At 10:30. EDT on July 4, Juno ends a year in orbit around Jupiter, and maneuvering on July 10 will be his sixth overview of science on the clouds of Jupiter.
Shortly after 22:06 EDT, the spacecraft will be approximately 5,600 miles above swirls and crimson coils of high pressure rotating 10 000 000 wide. This will be the first time that a man-made instrument would be so close to the Great Red Spot.
The eight Juno scientific instruments and the color camera – JunoCam – will be in operation during the flight.
“The mysterious Great Red Spot of Jupiter is probably the most famous feature of Jupiter. This monumental storm has exploded on the largest planet in the solar system for centuries.

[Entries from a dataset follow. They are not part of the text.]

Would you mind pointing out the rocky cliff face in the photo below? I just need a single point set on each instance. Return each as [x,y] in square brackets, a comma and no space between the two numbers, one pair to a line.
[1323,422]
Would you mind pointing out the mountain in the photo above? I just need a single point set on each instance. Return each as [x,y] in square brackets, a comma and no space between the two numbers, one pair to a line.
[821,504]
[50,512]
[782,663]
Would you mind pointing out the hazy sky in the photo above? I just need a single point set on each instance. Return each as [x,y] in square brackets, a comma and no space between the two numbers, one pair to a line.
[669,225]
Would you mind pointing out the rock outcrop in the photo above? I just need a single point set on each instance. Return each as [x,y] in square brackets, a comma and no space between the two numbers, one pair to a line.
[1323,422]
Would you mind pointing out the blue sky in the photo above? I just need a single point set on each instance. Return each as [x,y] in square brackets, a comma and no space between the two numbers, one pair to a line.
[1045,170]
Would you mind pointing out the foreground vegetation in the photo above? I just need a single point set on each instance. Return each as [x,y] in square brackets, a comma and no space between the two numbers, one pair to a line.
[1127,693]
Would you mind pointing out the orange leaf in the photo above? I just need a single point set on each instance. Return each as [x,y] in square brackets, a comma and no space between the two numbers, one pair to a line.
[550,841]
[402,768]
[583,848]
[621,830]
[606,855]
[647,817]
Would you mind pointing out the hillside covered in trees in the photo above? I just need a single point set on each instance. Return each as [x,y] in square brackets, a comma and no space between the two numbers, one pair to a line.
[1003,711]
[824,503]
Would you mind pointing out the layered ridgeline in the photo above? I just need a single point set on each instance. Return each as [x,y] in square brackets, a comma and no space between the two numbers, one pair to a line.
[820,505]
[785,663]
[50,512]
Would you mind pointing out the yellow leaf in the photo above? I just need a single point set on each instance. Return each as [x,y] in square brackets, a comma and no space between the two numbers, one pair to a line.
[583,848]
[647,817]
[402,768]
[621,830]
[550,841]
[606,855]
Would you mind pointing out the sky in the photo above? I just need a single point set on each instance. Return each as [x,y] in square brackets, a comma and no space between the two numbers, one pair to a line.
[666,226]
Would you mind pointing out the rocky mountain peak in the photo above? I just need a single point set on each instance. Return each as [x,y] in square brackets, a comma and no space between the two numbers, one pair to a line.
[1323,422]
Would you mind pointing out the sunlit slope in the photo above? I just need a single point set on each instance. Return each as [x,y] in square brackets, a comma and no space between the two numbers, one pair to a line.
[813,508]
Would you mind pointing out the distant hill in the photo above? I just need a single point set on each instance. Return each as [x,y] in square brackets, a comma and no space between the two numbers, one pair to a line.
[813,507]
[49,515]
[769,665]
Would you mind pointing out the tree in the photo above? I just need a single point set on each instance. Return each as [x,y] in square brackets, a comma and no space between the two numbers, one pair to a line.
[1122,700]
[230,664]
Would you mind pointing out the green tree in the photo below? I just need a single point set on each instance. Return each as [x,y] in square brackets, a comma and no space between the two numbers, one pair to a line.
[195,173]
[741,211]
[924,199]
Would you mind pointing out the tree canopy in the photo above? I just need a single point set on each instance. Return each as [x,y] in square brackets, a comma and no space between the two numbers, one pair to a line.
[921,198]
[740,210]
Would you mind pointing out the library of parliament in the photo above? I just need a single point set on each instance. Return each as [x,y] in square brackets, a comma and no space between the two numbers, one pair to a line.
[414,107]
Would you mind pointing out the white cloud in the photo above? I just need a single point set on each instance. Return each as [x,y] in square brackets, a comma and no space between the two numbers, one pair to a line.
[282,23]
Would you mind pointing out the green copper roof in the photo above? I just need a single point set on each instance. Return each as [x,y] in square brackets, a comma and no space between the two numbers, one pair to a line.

Now, Juno and his scientific instruments that go into the cloud will dive to see how the roots of this storm come and help us understand how this giant storm makes it very special, “said Scott Bolton, principal investigator Juno Southwest Research Institute In San Antonio, said in a statement Saturday.
The information collected by Juno when it is passed July 10 will be supplemented with data from observations made from Earth. On May 18, two telescopes on the top of Mauna Kea in Hawaii have achieved very high resolution Jupiter images at different wavelengths.
Observations with the Gemini North telescope are especially used family infrared filters that gave an overview of the upper atmosphere and clouds of Jupiter and had a long ribbon loop that extended on the east side of the Great Red Spot.
Observations Meanwhile, the Subaru telescope cooled mid-camera and infrared spectrometer have made and infrared medium revealed that inside the point was cool and cloudy, more and more towards the center and become warmer and more light in the Regions.
A member of the Juno Glenn Orton Propulsion Laboratory team at NASA’s manometer in Pasadena, Calif., Explained the importance of the data in a statement:
“Observations with the Earth’s most powerful telescopes improve planned spacecraft observations by providing three additional context.
We have a spatial context to see the whole planet.
We extend and complement our temporal context by seeing characteristics over time. And we complement with available Juno wavelengths.
The combination of Earth observations and spacecraft is a powerful contribution to the exploration of Jupiter. ”
Photos of Jupiter Juno reveals new discoveries of PlanetAt gas its closest approach during the flyby, which will take place at 9:55. EDT July 10, Juno will be about 2200 miles on the roofs of clouds.
Before reaching the great red spot, the ship would have traveled 24,713 miles in eleven minutes and 33 seconds. When Juno celebrated his orbital birthday Tuesday he would have covered a total of about 71 million miles in orbit around Jupiter.